- Abbreviation: RONS (English) РОНС (Russian)
- Leader: Igor Artemov
- Founded: 1 December 1990; 35 years ago
- Banned: 6 June 2011; 15 years ago
- Headquarters: 14th building, Lazo Street, Moscow, Russia. 111395
- Newspaper: Third Rome
- Ideology: Russian ultranationalism Orthodox nationalism Anti-communism Anti-Sovietism Anti-LGBT Pan-Slavism
- Political position: Far-right
- Religion: Russian Orthodox Church
- Colours: Black Gold White
- Slogan: "Russia will be liberated by our forces!" (Russian: "Россия освободится нашими силами!")

Party flag

Website
- ronsslav.com

= Russian All-National Union =

The Russian All-National Union (RONS; Русский общенациональный союз; РОНС; Russkiy obshchenatsionalnyy soyuz, RONS) was a Russian Pan-Slavic Orthodox political movement which was founded in 1990. From 1995, RONS took part in state and local elections and its representatives became the members of local parliaments in the Irkutsk, Novosibirsk, Vladimir, and Tula Oblasts.
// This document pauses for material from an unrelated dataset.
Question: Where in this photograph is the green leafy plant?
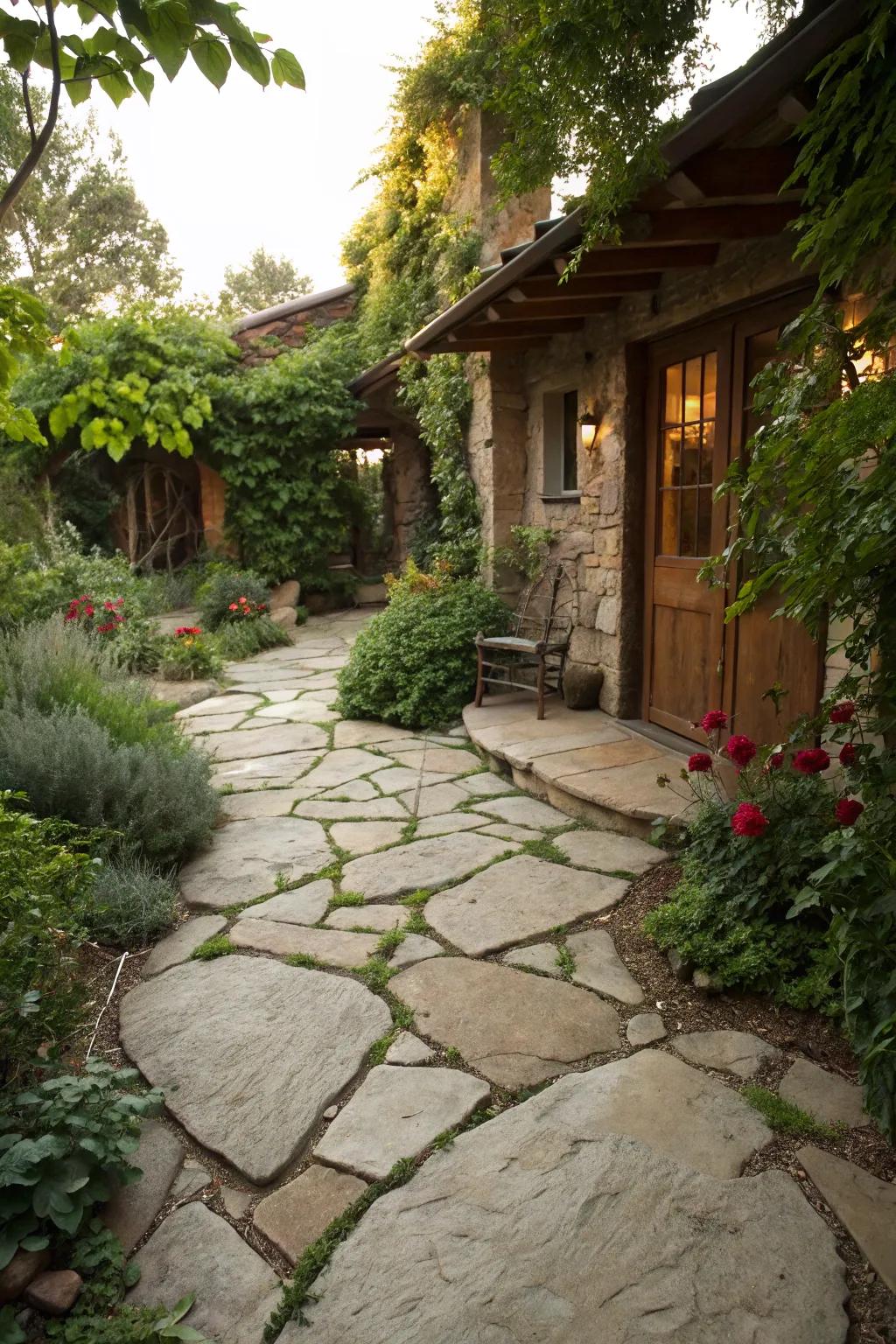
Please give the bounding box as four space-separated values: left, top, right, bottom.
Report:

Members of the organization represented RONS in municipal legislatures in more than twelve regions of Russia, including in: Saint Petersburg, Nizhny Novgorod, Stavropol, and Rostov-on-Don.
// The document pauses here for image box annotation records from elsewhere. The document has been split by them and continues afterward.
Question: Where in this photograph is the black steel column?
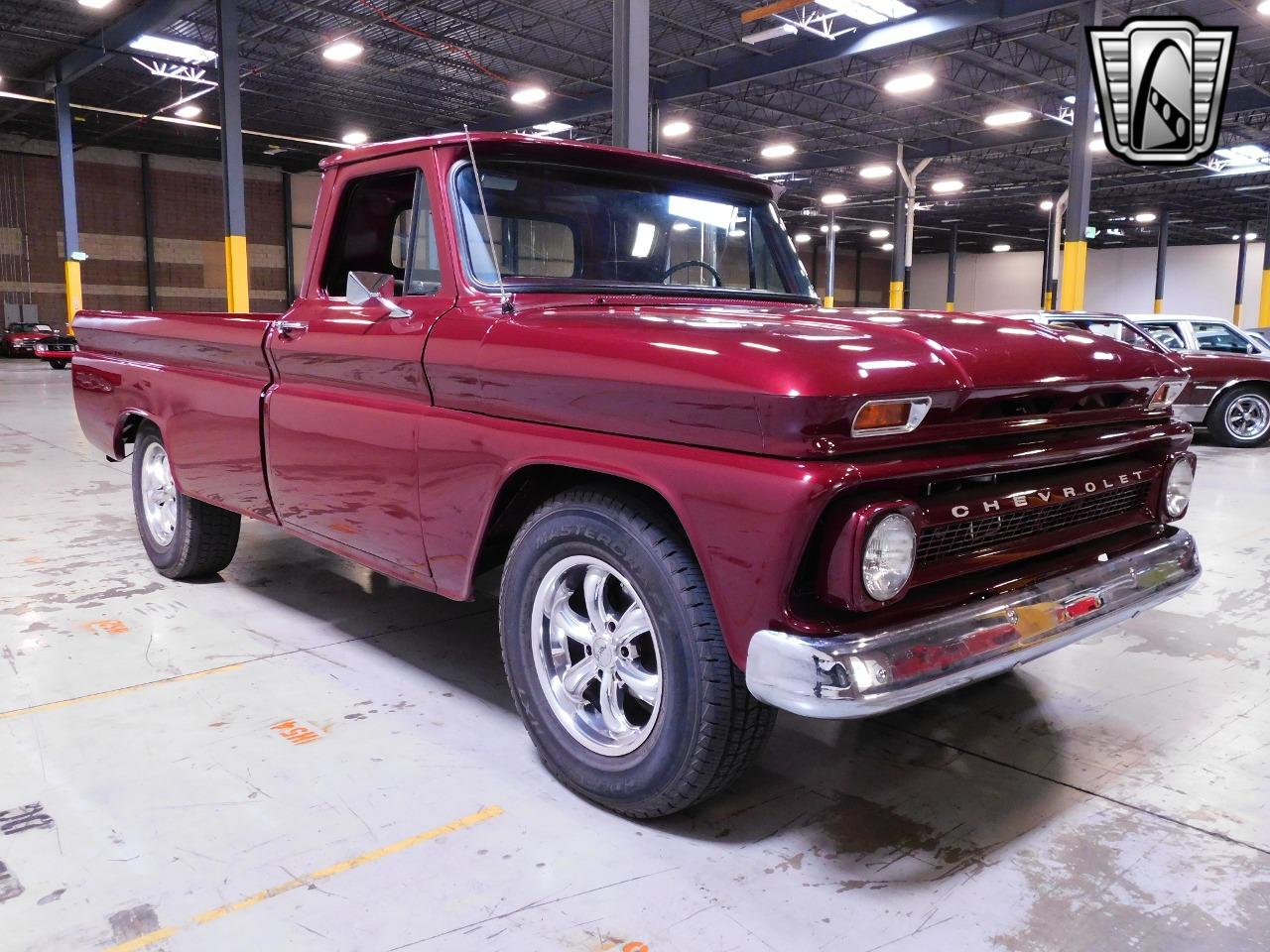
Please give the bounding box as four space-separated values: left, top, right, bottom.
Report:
1151 208 1168 313
141 153 159 311
613 0 649 151
1234 218 1248 326
216 0 251 312
54 82 85 332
RONS was known to organize against the policies of the Yeltsin, Putin, and Medvedev governments, often citing resistance to the "propaganda of alcohol, smoking, abortion and homosexuality", as well as against various "immoral" programs on television and radio. It also sponsored youth sporting camps in summer periods.

RONS published the newspapers "Рубеж", "Отчизна", along with a magazine named "Третий Рим", the symbols of these papers included the Celtic cross, Saint George the Victorious, and along with various Russian national banners: primarily the modern national flag of the Russian Federation and the black-yellow-white tricolor.

The National Council of RONS included 15 members, and the chairman was Igor V. Artemov (Игорь Артёмов).